Jurors are expected to hear a new round of opening statements from attorneys, with Los Angeles Superior Court Judge Mark E. Windham saying that the lawyers should focus on what the panel has already heard and will hear during the balance of the trial.
The jury heard opening statements and two days of testimony before the case was put on hold in mid-March of last year due to concerns about COVID-19. The pandemic forced court officials to close the county’s courthouses to all but time-sensitive, essential matters.
Jurors had been hearing the case at the Airport courthouse near Los Angeles International Airport, but the trial will be moved to the Inglewood courthouse to better enable the court to enable social-distancing protocols.
Attorneys for both sides will be back in court for a hearing April 12.
Durst, 77, is charged with the December 2000 shooting death of his longtime friend, Susan Berman, at her home in the Benedict Canyon area of Los Angeles.
In opening statements last year, Deputy District Attorney John Lewin alleged that Durst killed Berman after she told him she was going to talk to investigators looking into the still-unsolved 1982 disappearance of his first wife, Kathie.
Durst was acquitted of murder in Texas after testifying that he killed his neighbor, Morris Black, in self-defense in September 2001. Los Angeles County prosecutors allege that Durst was in Galveston, Texas, while posing as a mute woman after authorities launched a new investigation into what had happened to Kathie Durst.
In his opening statement, the defendant’s lead attorney, Dick DeGuerin, told jurors that Durst panicked after finding Berman’s body in her home while coming to visit her for the holidays. Durst wrote an anonymous “cadaver note” that was subsequently mailed to Beverly Hills police so her body would be found, DeGuerin said, noting that Durst would testify in his own defense.

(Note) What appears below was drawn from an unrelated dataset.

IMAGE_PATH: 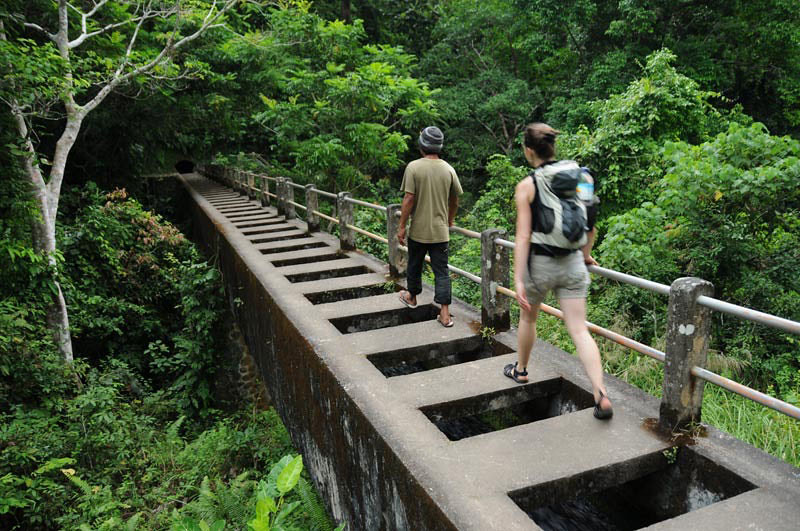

Durst was profiled in a six-part HBO television series “The Jinx: The Life and Deaths of Robert Durst,” in which the defendant was later recorded saying “There it is, you’re caught” and “killed them all, of course.”
Durst has been behind bars since March 14, 2015, when he was taken into custody in a New Orleans hotel room hours before the airing of the final episode of the HBO series, which examined Kathie’s disappearance and the killings of Berman and Black.
Durst has been long estranged from his real estate-rich family, which is known for ownership of a series of New York City skyscrapers — including an investment in the World Trade Center. He split with the family when his younger brother was placed in charge of the family business, leading to a drawn-out legal battle.
According to various media reports, Durst ultimately reached a settlement under which the family paid him $60 million to $65 million.